Barring major political upheaval or more major terrorist disasters, there currently are only a few ways to stop the Eurosocialists from completely homogenizing the continent. On a national basis, it is possible that one or more tax rebellions will occur, as governments see their commercial competitiveness steadily erode. More trans-national groupings such as those noted above could also be formed.

Perhaps the most significant development would be development of ad hoc commercial associations among the New Europe nations identified by Rumsfeld. These could include Polish, Czech, and Hungarian members of the former East bloc, plus one or more of Britain, Spain and Italy.

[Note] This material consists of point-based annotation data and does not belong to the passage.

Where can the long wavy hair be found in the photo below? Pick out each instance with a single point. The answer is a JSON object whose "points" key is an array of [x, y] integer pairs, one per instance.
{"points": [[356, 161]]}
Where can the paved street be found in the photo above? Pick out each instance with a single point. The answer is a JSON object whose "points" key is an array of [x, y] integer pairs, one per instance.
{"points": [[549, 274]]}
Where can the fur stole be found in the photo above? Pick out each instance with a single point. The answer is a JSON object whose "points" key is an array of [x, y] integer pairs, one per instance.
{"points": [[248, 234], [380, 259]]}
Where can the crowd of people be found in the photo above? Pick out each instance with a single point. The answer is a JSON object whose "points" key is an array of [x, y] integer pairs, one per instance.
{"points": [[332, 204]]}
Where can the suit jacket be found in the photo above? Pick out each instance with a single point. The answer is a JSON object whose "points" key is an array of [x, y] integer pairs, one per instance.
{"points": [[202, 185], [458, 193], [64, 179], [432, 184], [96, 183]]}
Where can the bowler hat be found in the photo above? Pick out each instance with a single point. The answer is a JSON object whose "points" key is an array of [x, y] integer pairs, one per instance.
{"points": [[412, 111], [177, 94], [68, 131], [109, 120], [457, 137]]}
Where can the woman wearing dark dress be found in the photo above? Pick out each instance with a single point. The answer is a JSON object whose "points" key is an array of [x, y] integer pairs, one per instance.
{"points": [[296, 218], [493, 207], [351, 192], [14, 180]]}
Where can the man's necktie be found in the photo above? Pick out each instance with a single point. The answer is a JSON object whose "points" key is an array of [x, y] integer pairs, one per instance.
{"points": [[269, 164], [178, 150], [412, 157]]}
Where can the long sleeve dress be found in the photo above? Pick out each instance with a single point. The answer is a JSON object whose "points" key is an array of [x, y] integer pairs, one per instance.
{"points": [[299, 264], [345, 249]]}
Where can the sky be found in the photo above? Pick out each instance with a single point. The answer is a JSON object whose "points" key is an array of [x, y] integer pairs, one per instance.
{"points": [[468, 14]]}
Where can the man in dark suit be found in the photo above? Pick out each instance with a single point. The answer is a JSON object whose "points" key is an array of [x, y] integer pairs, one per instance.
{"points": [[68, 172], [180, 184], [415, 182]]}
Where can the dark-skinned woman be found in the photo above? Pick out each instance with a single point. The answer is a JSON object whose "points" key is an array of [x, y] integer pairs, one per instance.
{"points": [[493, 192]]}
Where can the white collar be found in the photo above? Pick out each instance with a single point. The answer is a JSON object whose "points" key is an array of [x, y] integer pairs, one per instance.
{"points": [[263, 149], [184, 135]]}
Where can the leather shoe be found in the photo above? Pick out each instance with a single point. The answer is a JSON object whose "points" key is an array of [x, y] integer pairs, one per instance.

Whatever Europe’s eventual course, it is certain the struggle will be long and arduous. However, given one or more of these developments, it is possible to envision the Eurosocialists in Brussels, Strasbourg, Paris and Berlin finally giving way to realism and favoring economic over political union in Europe.

International investment banker Niels de Groot, formerly with Bank of America is now based in Switzerland. John R. Thomson is an international-business-development specialist, journalist, and former diplomat residing in Florida. This piece originally was written for United Press International; it is reprinted with permission.